The comments were recorded in the Oval Office on March 1, 1973, during a meeting between President Richard Nixon and Kissinger, who was then Nixon’s national security adviser.
“Let’s face it: The emigration of Jews from the Soviet Union is not an objective of American foreign policy,” Kissinger told Nixon. “And if they put Jews into gas chambers in the Soviet Union, it is not an American concern. It may be a humanitarian concern.”
In a recent Washington Post column, Michael Gerson called Kissinger’s statement “appalling,” pointing out that a number of his Jewish relatives were killed in the Holocaust.
Kissinger responded in a Dec. 26 Post Op-Ed piece
in which he acknowledges that “references to gas chambers have no place in political discourse, and I am sorry I made that remark 37 years ago.”
But he also states: “For someone who lost in the Holocaust many members of my immediate family and a large proportion of those with whom I grew up, it is hurtful to see an out-of-context remark being taken so contrary to its intentions and to my convictions.”

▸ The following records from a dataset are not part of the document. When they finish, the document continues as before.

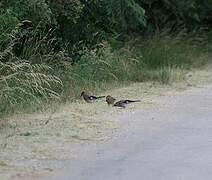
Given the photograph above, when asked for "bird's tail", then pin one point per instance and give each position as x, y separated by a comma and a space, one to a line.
131, 101
99, 97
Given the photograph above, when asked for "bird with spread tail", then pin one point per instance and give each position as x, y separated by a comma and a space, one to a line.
90, 98
110, 100
123, 103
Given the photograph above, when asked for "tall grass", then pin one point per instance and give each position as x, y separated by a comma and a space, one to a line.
42, 74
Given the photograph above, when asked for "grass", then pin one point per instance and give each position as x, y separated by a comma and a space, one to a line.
39, 75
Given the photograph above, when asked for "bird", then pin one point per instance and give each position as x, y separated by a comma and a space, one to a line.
90, 98
123, 103
110, 100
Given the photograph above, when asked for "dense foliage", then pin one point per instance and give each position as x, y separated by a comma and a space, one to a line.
82, 42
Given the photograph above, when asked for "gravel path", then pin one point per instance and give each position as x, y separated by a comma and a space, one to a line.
171, 140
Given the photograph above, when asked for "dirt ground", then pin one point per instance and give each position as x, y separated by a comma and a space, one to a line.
35, 145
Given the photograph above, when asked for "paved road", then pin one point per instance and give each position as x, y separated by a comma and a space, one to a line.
169, 141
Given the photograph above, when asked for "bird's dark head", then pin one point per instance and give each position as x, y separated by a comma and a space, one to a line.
82, 93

According to Kissinger, Gerson suggests that Kissinger and other foreign policy “realists” were “willing to sacrifice Jewish emigration on the altar of détente. The opposite is true. That emigration existed at all was due to the actions of ‘realists’ in the White House.”
Kissinger points out that, before his conversation with Nixon, Jewish emigration from the Soviet Union had risen from 700 a year in 1969 to almost 40,000 in 1972.
He also asserts that he and Nixon sought to preserve the emigration issue in “its humanitarian framework” rather than for “political purpose.”
Kissinger further maintains that a confrontation with the Soviet Union over Jewish emigration at that point would have increased tensions with the Soviets.
At the time, following Egypt’s eviction of Soviet advisers, “an effective global strategy was in place with the opening of China, a broad dialogue with the Soviet Union, and major progress in Egypt and on emigration,” Kissinger concludes in his Op-Ed article.
“It was to preserve that policy that the conversation in the Oval Office took place, and it is in that context that it must be viewed.”